A photo taken in bright sunlight shows a barren landscape of dry soil and dead trees at the edge of a gully. The scattered skeleton of a deer rests in the foreground.
Pastures at ARTfarm, Summer 2015. Extreme drought conditions, including brushfires, have caused a shortage of pasture forage that has negatively affected both domestic and wild creatures. Normally this riparian area of gut bank would be lush with guinea grass, various types of palatable broadleaf weeds, flowering shrubs and trees, and leguminous vines to provide an extensive and diverse diet plus shade and cover for birds, reptiles and wild mammals. Here you see barren soil and the bleached bones of a deer in their stead. While this is generally a dry period of the year, this amount of bare soil and the die-off of so many trees is highly unusual.

Many farmers in the Virgin Islands, particular those who are primarily livestock producers, are really suffering right now.

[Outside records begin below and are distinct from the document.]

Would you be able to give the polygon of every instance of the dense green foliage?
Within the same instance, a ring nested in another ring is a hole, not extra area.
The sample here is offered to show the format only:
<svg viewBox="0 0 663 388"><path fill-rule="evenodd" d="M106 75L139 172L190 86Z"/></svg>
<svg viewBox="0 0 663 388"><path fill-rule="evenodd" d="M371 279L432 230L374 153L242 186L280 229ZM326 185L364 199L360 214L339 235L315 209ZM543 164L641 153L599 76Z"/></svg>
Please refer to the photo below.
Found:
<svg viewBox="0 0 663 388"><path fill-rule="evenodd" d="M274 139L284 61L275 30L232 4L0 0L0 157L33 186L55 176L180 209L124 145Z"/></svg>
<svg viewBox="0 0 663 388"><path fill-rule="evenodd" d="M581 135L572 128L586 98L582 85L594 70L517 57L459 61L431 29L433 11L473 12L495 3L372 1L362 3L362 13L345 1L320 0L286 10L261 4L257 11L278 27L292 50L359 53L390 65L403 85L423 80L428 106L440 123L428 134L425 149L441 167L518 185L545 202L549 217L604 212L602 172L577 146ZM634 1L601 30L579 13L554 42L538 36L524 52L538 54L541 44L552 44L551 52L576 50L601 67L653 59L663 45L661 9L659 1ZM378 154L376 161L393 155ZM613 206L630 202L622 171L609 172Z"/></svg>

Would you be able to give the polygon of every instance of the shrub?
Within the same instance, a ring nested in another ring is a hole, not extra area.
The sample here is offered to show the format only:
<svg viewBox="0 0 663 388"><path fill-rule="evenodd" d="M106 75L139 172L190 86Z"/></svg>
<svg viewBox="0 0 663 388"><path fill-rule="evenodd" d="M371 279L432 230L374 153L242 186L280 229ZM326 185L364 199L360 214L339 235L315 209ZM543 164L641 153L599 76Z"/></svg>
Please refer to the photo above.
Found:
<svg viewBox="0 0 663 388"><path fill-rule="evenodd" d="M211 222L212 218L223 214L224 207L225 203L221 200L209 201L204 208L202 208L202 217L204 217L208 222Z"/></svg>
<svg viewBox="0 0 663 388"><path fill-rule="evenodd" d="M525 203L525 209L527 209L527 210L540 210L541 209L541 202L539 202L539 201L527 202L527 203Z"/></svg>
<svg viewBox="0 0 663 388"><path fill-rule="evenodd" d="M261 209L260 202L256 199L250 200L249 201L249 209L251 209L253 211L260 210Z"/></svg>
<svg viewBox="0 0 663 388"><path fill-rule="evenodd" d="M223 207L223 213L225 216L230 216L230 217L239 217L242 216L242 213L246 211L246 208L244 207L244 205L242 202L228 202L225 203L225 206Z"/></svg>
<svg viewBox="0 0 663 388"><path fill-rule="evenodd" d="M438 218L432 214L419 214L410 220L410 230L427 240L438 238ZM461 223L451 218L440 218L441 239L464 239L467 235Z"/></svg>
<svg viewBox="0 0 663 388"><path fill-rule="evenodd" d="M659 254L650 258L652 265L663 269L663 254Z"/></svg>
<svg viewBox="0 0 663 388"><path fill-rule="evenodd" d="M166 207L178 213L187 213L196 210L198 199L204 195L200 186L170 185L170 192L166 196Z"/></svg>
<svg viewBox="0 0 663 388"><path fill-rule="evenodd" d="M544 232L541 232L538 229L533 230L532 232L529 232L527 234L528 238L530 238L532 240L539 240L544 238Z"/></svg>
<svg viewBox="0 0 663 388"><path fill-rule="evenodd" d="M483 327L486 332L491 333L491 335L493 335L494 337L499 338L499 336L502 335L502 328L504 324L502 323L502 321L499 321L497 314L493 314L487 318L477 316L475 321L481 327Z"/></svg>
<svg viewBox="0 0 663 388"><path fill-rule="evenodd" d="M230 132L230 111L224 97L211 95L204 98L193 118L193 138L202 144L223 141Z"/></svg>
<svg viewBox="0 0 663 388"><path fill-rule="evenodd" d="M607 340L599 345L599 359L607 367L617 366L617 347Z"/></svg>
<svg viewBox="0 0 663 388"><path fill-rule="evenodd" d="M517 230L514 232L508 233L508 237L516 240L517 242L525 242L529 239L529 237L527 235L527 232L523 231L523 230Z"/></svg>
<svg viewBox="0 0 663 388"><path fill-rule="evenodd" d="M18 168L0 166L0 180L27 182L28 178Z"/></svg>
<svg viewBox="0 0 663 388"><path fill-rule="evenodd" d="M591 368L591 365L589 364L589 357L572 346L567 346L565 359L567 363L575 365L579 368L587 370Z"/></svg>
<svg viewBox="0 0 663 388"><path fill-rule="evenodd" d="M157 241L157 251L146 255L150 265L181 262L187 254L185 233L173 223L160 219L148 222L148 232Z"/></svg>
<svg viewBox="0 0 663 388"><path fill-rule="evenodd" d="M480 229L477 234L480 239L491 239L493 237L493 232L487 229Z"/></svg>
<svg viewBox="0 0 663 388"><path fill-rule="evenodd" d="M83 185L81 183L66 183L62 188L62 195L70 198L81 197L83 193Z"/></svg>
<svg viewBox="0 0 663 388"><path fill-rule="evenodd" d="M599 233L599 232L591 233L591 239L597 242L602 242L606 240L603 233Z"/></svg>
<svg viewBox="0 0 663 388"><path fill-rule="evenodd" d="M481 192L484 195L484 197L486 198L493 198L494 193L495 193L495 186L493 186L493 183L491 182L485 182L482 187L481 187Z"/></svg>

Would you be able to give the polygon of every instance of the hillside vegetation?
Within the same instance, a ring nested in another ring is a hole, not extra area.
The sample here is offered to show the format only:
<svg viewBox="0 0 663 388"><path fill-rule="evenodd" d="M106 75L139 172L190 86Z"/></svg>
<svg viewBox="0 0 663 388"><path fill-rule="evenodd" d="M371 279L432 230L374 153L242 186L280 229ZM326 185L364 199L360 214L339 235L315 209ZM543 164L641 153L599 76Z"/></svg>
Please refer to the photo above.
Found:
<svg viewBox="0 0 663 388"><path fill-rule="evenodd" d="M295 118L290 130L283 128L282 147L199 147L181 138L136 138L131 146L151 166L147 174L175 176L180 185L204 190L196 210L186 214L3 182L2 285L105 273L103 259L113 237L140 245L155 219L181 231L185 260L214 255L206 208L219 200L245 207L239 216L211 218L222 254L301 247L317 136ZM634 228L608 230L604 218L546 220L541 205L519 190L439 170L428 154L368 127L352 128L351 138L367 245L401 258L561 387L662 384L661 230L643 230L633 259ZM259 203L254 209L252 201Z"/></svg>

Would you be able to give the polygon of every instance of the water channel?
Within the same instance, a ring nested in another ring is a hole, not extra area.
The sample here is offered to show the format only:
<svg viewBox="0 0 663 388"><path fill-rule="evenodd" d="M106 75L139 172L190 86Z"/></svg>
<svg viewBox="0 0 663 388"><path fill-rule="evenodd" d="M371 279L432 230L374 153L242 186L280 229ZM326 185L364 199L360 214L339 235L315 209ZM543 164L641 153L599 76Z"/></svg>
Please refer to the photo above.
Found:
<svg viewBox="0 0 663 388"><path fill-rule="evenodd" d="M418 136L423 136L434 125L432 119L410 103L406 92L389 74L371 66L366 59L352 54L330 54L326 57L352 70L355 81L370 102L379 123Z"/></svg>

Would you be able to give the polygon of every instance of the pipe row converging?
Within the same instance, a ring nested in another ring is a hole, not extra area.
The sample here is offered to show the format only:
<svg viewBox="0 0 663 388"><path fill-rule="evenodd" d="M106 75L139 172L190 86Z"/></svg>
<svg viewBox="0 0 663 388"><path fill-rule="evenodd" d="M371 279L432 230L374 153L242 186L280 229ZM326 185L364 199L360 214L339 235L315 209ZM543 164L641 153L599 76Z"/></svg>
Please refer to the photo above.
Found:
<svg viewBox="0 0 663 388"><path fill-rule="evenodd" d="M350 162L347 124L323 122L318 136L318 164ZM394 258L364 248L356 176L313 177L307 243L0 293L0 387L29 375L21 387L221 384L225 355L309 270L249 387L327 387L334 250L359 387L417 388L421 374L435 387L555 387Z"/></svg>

The local and federal government agricultural agencies are working hard to find some drought relief sources for all of us but it may take some time (one timetable we heard about said not until December 2015). Some ideas for helping are in the works, and we will let you know if we hear of a secure and reliable way for the public to donate or otherwise contribute to help bring in emergency grain and hay to keep our island flocks and herds alive. If you have a contact working in the shipping/cargo business, or know of any stateside hay producers willing to donate or discount their hay, please pass their contact information on to us or to Dr. Bradford, Director of Veterinary Services at the VI Department of Agriculture. Also helpful in receiving help would be a fiduciary to collect and hold donated funds and a secure central distribution point for trailers of hay and feed.